Upon hearing this, Director Zheng said, "Thank you, Doctor Zhou, if it wasn't for you, I really don't know what to do today."

"Each step, although it looks simple, is actually thrilling, and I'm afraid it can't be repeated."

Xue Xiude shook his head: "Director Zheng, it's better not to repeat this kind of operation."

Medicine does not allow showing off skills, whether it is Xue Xiude, Jingxing, or even Zhou Cheng, seeing this case for the first time, the preferred treatment plan is still a very safe traditional treatment method.

The pursuit of beauty is more important than the pursuit of quality, and the quality of medical treatment is undoubtedly more important.

If it wasn't for Director Zheng's secret assistance and the patient's own special requirements, this small incision open reduction and internal fixation should not be officially carried out.

Thinking of so many ways, don't you think it's a brain-consuming thing?

Director Zheng is also an old fritter, so he naturally understood Xue Xiude's meaning: "Professor Xue, this kind of thing will never happen again next time."

Although the idea of ​​this operation is borrowed from many previous operations, the operation is very difficult, and if you are not careful, it may fall short.
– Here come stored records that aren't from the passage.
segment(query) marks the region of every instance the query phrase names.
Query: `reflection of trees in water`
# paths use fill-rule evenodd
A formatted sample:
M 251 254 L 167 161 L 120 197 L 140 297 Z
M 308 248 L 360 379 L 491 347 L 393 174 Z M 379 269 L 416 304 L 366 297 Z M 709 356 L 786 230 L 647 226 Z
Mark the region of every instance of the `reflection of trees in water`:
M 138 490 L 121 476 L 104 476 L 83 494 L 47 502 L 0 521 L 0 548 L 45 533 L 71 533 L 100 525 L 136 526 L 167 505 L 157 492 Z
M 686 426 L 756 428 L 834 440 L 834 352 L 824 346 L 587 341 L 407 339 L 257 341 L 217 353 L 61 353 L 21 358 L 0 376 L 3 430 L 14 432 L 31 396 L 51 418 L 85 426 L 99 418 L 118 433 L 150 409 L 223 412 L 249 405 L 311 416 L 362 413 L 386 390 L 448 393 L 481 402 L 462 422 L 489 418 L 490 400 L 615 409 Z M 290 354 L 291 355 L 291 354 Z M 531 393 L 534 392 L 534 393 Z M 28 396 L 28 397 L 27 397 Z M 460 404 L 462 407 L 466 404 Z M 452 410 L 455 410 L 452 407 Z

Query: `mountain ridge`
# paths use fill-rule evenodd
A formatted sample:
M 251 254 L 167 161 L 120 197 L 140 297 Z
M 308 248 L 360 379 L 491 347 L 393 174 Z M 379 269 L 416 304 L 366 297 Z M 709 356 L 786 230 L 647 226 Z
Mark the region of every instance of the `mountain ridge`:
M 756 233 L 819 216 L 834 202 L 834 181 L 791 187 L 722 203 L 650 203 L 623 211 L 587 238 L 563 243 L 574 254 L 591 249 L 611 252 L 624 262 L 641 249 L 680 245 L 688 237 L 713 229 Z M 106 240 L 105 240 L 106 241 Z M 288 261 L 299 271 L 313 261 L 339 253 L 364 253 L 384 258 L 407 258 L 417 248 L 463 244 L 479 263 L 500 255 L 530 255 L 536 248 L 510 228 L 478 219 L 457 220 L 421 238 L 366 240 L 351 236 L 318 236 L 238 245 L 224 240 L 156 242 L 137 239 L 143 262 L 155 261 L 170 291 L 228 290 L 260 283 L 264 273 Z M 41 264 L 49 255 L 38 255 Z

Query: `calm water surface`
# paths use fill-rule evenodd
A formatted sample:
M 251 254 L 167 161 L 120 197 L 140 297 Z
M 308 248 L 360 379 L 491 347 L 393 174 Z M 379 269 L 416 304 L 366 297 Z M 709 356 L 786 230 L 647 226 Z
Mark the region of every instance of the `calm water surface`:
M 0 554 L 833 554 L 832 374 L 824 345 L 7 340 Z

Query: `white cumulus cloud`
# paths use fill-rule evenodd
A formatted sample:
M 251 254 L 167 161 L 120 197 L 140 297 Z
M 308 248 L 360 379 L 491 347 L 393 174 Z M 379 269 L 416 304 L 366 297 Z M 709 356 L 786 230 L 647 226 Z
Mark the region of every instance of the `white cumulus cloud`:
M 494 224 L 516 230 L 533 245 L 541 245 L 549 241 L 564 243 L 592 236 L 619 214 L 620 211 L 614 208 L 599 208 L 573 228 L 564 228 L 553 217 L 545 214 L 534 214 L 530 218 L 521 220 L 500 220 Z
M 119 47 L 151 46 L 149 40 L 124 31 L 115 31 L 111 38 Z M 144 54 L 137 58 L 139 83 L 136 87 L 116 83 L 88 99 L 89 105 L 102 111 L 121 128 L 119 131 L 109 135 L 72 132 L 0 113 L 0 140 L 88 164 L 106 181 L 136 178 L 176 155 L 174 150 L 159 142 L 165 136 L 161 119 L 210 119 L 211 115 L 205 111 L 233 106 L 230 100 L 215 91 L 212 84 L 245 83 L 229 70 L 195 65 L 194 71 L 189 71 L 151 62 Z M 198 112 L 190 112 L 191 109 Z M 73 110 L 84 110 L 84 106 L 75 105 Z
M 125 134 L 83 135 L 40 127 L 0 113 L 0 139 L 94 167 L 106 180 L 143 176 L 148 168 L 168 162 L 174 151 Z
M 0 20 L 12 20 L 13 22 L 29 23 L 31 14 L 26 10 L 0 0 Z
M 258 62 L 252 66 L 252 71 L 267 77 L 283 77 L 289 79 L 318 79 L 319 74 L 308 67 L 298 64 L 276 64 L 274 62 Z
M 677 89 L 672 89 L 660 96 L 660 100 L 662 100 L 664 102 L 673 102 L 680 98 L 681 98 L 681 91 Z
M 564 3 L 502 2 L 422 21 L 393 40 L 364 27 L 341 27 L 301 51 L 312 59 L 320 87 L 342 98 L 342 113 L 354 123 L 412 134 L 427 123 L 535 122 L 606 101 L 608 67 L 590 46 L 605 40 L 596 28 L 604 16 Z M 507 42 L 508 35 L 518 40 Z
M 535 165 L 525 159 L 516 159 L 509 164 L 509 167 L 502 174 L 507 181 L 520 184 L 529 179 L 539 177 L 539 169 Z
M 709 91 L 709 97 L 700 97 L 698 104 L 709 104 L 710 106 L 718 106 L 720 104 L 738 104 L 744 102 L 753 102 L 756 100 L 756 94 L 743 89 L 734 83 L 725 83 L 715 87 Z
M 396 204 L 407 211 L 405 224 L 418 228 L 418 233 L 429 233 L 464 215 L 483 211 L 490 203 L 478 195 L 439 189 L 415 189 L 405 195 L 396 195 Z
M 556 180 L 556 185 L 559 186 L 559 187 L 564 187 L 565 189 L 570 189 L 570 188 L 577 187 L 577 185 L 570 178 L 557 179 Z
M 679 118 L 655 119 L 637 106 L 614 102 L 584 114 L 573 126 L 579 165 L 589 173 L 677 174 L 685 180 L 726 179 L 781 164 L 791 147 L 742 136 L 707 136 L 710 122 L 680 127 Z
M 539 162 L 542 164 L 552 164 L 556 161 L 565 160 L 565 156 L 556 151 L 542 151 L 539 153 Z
Even if it is successful, the patient will have to bear various risks.

Although Director Zheng took the risk by himself, if something really happened to the old man, it would be a big obstacle to the promotion of small incision open reduction and internal fixation in the end.

In the current situation, I don’t know how many people hope to find out the limitations and defects of small incision open reduction and internal fixation, and then put them into the prison, so that they will never be reborn forever.
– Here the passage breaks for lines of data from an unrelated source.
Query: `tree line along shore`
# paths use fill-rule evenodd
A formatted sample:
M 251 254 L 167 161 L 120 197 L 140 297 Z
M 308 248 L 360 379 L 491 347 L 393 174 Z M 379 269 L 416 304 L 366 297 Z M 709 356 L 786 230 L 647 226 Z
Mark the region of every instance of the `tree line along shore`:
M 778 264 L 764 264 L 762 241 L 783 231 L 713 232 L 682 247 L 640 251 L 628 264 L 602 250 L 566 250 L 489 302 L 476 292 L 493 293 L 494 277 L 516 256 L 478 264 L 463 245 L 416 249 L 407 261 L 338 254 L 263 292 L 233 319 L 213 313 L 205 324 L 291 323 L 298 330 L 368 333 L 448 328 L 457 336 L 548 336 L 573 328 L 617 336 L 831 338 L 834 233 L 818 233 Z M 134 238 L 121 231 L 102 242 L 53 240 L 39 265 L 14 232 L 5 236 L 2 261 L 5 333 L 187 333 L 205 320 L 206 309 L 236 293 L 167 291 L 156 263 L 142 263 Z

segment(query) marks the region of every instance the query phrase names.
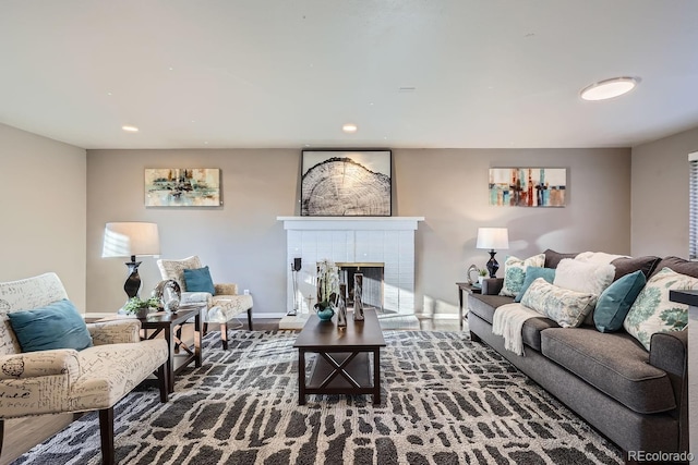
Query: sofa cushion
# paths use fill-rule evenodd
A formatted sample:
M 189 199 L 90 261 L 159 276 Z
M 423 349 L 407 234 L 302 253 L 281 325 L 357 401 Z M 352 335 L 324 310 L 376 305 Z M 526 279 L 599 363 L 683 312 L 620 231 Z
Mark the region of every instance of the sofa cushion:
M 541 345 L 547 358 L 637 413 L 676 407 L 669 376 L 628 334 L 552 328 L 542 332 Z
M 660 260 L 661 258 L 653 255 L 645 257 L 616 258 L 611 261 L 611 265 L 615 267 L 615 277 L 613 280 L 616 281 L 626 274 L 634 273 L 635 271 L 642 271 L 645 278 L 649 278 Z
M 614 276 L 613 265 L 564 258 L 555 269 L 553 284 L 598 297 L 613 282 Z
M 657 265 L 652 276 L 657 274 L 664 268 L 671 268 L 677 273 L 686 274 L 688 277 L 698 278 L 698 261 L 689 261 L 678 257 L 664 257 Z
M 559 252 L 551 250 L 550 248 L 543 253 L 545 255 L 545 268 L 557 268 L 557 264 L 563 258 L 575 258 L 579 253 L 562 254 Z
M 472 294 L 468 296 L 468 308 L 471 314 L 485 320 L 492 325 L 494 310 L 505 304 L 510 304 L 512 297 L 503 297 L 501 295 L 481 295 Z M 521 340 L 524 344 L 540 352 L 541 350 L 541 331 L 547 328 L 559 328 L 559 326 L 550 318 L 530 318 L 524 323 L 521 329 Z
M 530 287 L 531 283 L 535 281 L 538 278 L 543 278 L 549 283 L 553 283 L 555 280 L 555 269 L 553 268 L 543 268 L 543 267 L 528 267 L 526 269 L 526 277 L 524 278 L 524 284 L 521 285 L 521 290 L 516 297 L 514 297 L 514 302 L 521 302 L 521 297 L 526 294 L 526 291 Z
M 623 321 L 646 282 L 645 274 L 638 270 L 606 287 L 599 296 L 593 311 L 597 329 L 601 332 L 613 332 L 623 328 Z
M 504 262 L 504 285 L 500 295 L 515 297 L 524 285 L 526 269 L 528 267 L 542 267 L 545 262 L 545 255 L 538 254 L 532 257 L 521 259 L 514 256 L 506 257 Z
M 74 348 L 92 345 L 92 336 L 77 308 L 67 298 L 41 308 L 8 314 L 22 352 Z
M 688 306 L 669 299 L 671 290 L 698 290 L 698 278 L 664 268 L 640 291 L 623 328 L 650 350 L 652 334 L 682 331 L 688 325 Z
M 559 287 L 543 278 L 530 285 L 521 304 L 546 316 L 563 328 L 578 327 L 597 303 L 597 296 Z
M 214 280 L 210 279 L 208 267 L 196 269 L 184 269 L 184 282 L 186 283 L 186 292 L 207 292 L 210 295 L 216 294 Z

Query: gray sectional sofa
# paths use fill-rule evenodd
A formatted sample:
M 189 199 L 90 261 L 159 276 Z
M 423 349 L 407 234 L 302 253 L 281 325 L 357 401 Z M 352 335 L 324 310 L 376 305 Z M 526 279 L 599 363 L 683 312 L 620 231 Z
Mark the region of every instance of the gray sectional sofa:
M 545 252 L 545 267 L 576 254 Z M 698 278 L 698 264 L 676 257 L 625 258 L 613 262 L 615 279 L 642 270 L 649 278 L 663 267 Z M 502 280 L 489 281 L 496 294 Z M 687 331 L 653 334 L 648 352 L 627 332 L 599 332 L 593 321 L 561 328 L 540 317 L 522 329 L 525 355 L 505 350 L 492 332 L 494 311 L 513 297 L 468 296 L 468 325 L 476 342 L 485 342 L 566 404 L 621 449 L 688 451 Z

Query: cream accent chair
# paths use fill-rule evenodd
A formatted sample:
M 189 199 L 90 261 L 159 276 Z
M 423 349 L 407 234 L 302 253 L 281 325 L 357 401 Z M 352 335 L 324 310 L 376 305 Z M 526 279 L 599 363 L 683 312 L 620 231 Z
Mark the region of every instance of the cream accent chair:
M 168 400 L 164 339 L 141 341 L 141 321 L 88 323 L 93 346 L 22 353 L 8 314 L 68 298 L 56 273 L 0 283 L 0 452 L 4 420 L 99 411 L 101 457 L 113 464 L 113 406 L 158 374 L 160 402 Z
M 220 325 L 220 342 L 224 350 L 228 348 L 228 321 L 238 315 L 248 313 L 248 327 L 252 330 L 252 296 L 238 295 L 238 284 L 214 284 L 216 295 L 207 292 L 188 292 L 184 282 L 184 270 L 195 270 L 203 268 L 196 255 L 182 258 L 181 260 L 157 260 L 160 274 L 164 280 L 174 280 L 182 290 L 180 305 L 206 303 L 206 308 L 202 313 L 204 322 L 204 333 L 208 323 Z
It's just that now, there are still curative effects, backing, and funds.

Zhou Cheng remained unmoved, and still cautiously added a third layer of steel wire binding.

I saw that Zhou Cheng tied the steel wire into a certain shape in advance, similar to a spring, and then sent the distal end into the opening.

Outside the periosteum, it is close to the muscles. What Zhou Cheng needs to do is to let the steel wire wrap around the bone. The difficulty of this step is also unimaginable.

Even in the cut state, the placement of the steel wire still requires the aid of formulas!

But I saw that Zhou Cheng fed the steel wire in as easily as turning a screw, and then took out the wire head very simply from the incision below.

Seeing this, including Professor Xue Xiude, the scalp was numb, and the muscles in the hands were extremely stiff.

This is the most difficult step in this operation, even more difficult than blind drilling into the hole of the internal fixation device. They thought that Zhou Cheng would spend a lot of time!

but?
It seems that this is not the case.

Several people were stunned for a moment, their tone was not calm, Landscape Star even grabbed Zhou Cheng's hand, looked carefully for a while, and said in a trembling tone: "Xiao Zhou?"

"This unscientific!"

(End of this chapter)

Tap the screen to use advanced tools Tip: You can use left and right keyboard keys to browse between chapters.